November 01, 2013
For the national security and social media communities, a delicate relationship persists
Source: The Washington Post
Journalist: David Nakamura
Is Twitter a threat to national security?
Over the past two weeks, a National Security Council staffer was fired for tweeting anonymous personal attacks on colleagues; a former high-ranking U.S. intelligence official had his private conversations published on Twitter by an activist who overheard him on a train; and hackers from the Syrian Electronic Army redirected a pair of tweets from President Obama’s account to YouTube.
The incidents — perhaps more embarrassing than damaging — served to underscore the uneasy relationship between the national security community and social media. At the White House and the National Security Council, most staffers are not permitted to access Twitter, Facebook and other social media sites from their office computers or government-issued mobile phones.
Administration officials said the restrictions are aimed at preventing staffers from downloading malware onto government networks or accidentally uploading sensitive material onto public networks. The rules also serve to discourage White House aides from conducting business on networks that will not archive their communications as required under the Presidential Records Act.
Only those staffers who need access as part of their official responsibilities, such as the press division, are permitted to log in from the office, said White House spokesman Eric Schultz, who is among the few with an official Twitter account.
But the restrictions have run into the realities of the modern world, in which news often breaks first on social networks while public officials, journalists and policy experts debate the ramifications in real time. Administration officials often find themselves out of the loop, unable to react to the news or take part in the conversation.
“Certainly it was the case that in the NSC, we were not where we needed to be in terms of engaging people on Twitter,” said Tommy Vietor, a former NSC spokesman who left in the spring for private consulting and started tweeting prolifically. “It was very clear that social media was where a lot of protests were forming and conversations were happening.”
Shawn Brimley, who served at the Pentagon and the NSC from 2009 to 2012, learned that lesson the hard way. On the night in August 2011 when Libyan rebel forces began their march on Tripoli to overthrow Moammar Gaddafi, Brimley and his supervisor, Derek Chollet, were monitoring their personal Twitter feeds at home to follow breaking news and firsthand accounts from the region.
But when they called into the White House Situation Room, they learned that analysts there were not aware of the reports of gunshots in the Libyan capital. “We were ahead of what the Situation Room was seeing,” said Brimley, now at the Center for a New American Security think tank.
Brimley said they lobbied successfully to gain access at the White House to a Web site that reposts tweets, which NSC officials could read without logging in to Twitter.
The U.S. intelligence community has also developed a secure, internal network named eChirp that is patterned after Twitter and allows its analysts to weigh in on breaking news from across several agencies.

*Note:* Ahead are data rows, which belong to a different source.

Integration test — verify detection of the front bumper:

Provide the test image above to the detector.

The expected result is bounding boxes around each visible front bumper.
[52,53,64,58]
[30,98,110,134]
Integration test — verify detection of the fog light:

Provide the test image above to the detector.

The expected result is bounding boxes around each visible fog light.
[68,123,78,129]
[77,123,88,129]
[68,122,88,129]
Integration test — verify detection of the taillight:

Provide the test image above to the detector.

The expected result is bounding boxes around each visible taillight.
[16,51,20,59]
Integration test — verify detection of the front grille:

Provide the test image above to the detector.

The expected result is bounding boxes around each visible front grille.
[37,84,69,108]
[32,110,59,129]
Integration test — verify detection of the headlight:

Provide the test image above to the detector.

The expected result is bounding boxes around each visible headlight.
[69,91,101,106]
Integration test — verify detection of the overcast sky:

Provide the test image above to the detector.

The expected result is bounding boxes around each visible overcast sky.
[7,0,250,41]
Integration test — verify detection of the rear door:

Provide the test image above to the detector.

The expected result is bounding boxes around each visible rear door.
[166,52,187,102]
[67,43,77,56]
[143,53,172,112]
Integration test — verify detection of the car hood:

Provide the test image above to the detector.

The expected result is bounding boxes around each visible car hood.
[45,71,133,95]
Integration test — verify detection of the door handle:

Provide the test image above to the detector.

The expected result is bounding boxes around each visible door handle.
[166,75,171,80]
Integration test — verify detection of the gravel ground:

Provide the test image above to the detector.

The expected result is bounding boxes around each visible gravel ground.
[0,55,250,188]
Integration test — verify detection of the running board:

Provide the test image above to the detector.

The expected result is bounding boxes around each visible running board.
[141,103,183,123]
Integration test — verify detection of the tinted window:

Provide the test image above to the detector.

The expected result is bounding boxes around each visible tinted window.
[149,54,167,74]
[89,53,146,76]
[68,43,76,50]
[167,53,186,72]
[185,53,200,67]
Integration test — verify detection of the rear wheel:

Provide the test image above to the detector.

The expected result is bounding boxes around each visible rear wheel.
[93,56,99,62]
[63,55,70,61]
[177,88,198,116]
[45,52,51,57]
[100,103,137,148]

In some cases, however, Twitter and other social media sites can be sources of bad reporting and inaccurate “scoops” delivered without vetting, adding to the confusion of already complicated and murky news stories. After the Boston Marathon bombing in April, for example, Twitter and Reddit users identified the wrong man as being responsible.
The recent firing of NSC staffer Jofi Joseph also shows that prohibitions on social media use go only so far. Joseph, who was identified as the person behind an anonymous Twitter account called @natsecwonk, reportedly posted tweets from his personal cellphone in the hallways of the Eisenhower Executive Office Building.
Joseph’s Twitter musings ranged from demeaning wisecracks to insider details about the agency, although he does not appear to have revealed classified information.
Some former NSC staffers said that although reading Twitter can be enjoyable and informative, most security and intelligence analysts do not need access to up-to-the-second breaking news. The office computers allow access to major news sites such as the New York Times and The Washington Post, they said.
“Since I have left, I have found it to be extremely useful for real-time information checks,” Jon Wolfsthal, former NSC director of nuclear nonproliferation, said of Twitter. “But unless you are in an action office that is providing real-time intelligence to a military command or operations center, it’s hard to say you desperately need it as an analyst.”
Social sites can also provide critical communication links during unpredictable crises. Former Obama administration official Andrew McLaughlin recalled that during the Haiti earthquake in 2010, the only way to establish a connection with the devastated nation was through the online communication service Skype.
McLaughlin, then the administration’s deputy chief information officer, rushed into the office only to learn that Skype was banned on White House computers. He went home to retrieve his laptop, which he brought back to work. He connected to Skype through a wireless modem.
“My view is that White House technology has to be at the cutting edge,” said McLaughlin, who had been a Google executive before joining the administration. “It’s no longer acceptable to be a lagging implementer.”
At the urging of senior adviser Dan Pfeiffer, who is an energetic tweeter, the White House has taken steps to allow more access. Senior adviser Valerie Jarrett, deputy national security adviser Ben Rhodes and domestic policy adviser Cecilia Muñoz have begun tweeting within the past year. Even first lady Michelle Obama has opened an account. All include the disclaimer that their tweets might be archived.
“It’s fun,” Vietor said of social media. “But at the end of the day, it’s one of several hundred things I turn to to procrastinate.”